Ein bisschen fühlt man sich wie ein Freizeit-Monarch. Hier, im Hotel Kaiserhof Victoria, so erzählt man uns, übernachteten einst Blaublütler wie die Gräfin von Hohenembs mit ihrem Gemahl Franz-Joseph II.
Halt, tun sich da etwa menschliche Abgründe auf? Der österreichische Kaiser ging doch als viel beschäftigter Ehemann von Elisabeth Amalie Eugenie, Herzogin in Bayern, in die Geschichte ein. Hatte Joseph II. etwa einen Kurschatten in Bad Kissingen, von dem bis heute allenfalls ambitionierte Historiker wissen? So frech-frivol die Geschichte klingt, so harmlos löst sie sich – leider – auf. Natürlich war die Kaiserin Elisabeth von Österreich alias Sisi im Jahr 1863 auch an der Fränkischen Saale an der Seite des Kaisers. Unter dem Pseudonym der Gräfin von Hohenembs konnte sie hier inkognito ihre Seele baumeln lassen.

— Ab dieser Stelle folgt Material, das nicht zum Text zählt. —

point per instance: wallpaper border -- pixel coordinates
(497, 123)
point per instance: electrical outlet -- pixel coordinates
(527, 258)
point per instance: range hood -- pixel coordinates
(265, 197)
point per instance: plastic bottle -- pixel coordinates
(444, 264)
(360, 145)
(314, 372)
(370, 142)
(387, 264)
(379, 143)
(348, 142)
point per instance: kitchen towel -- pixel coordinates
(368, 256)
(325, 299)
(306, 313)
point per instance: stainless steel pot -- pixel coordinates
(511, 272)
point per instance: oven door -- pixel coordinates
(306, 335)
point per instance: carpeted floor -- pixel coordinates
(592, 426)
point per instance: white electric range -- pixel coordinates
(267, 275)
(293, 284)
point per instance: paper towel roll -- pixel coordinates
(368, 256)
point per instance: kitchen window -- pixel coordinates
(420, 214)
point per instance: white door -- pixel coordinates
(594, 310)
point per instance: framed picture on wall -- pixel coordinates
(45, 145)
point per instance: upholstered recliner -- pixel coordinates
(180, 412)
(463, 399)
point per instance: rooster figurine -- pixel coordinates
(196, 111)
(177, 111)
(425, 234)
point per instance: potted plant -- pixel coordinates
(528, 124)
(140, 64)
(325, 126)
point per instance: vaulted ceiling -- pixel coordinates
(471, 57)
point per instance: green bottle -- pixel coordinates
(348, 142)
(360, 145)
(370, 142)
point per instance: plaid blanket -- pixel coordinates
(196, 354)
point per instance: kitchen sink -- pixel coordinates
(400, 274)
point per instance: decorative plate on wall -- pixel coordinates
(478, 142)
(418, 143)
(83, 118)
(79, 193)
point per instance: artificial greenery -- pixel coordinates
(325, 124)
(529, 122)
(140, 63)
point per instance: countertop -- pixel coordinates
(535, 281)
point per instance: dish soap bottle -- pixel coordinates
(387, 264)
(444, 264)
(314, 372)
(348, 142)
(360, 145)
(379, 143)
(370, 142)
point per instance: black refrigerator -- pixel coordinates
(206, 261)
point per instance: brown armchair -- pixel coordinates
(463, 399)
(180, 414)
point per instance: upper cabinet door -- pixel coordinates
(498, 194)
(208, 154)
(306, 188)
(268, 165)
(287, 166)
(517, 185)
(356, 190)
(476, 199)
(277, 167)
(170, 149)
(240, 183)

Noch heute gehört das Kaiserhof Victoria zu den ersten Adressen in Bad Kissingen, dem laut einer repräsentativen Emnid-Umfrage bekanntesten Kurort Deutschlands. Könige logieren hier nur noch selten, obwohl viel vom Glanz aus alten Tagen geblieben ist. Erbaut in den Jahren 1836 bis 1840 war die Herberge von Beginn an ein repräsentatives Schmuckstück. Noch heute umgibt das Hotel, das nur einen Steinwurf von Europas größter Wandel- und Brunnenhalle entfernt ist, Eine Aura von Grandezza und Noblesse. Zwar sind die Zimmer etwas in die Jahre gekommen. Doch prunkvolle Kristallleuchter, edle Wand- und Deckenbemalungen, Stuckverzierungen und Jugendstilfenster versetzen den Gast schnell zurück ins 19. Jahrhundert.
Monarchen en Masse
Die Kulinarik des Hauses wird seit 2011 von Küchenchef Steve Blumenthal (46) geleitet, dessen internationale Karriere ihn zuvor schon nach England und auf die Bermudas geführt hat. Blumenthal setzt im Kaiserhof Victoria auf eine bodenständige, an die Saison orientierte Regionalküche. Sein marinierter fränkischer Spargel in der Parmensanhippe etwa korrespondiert überaus harmonisch mit dem 2010er Silvaner des nahe gelegenen Weinguts Baldauf.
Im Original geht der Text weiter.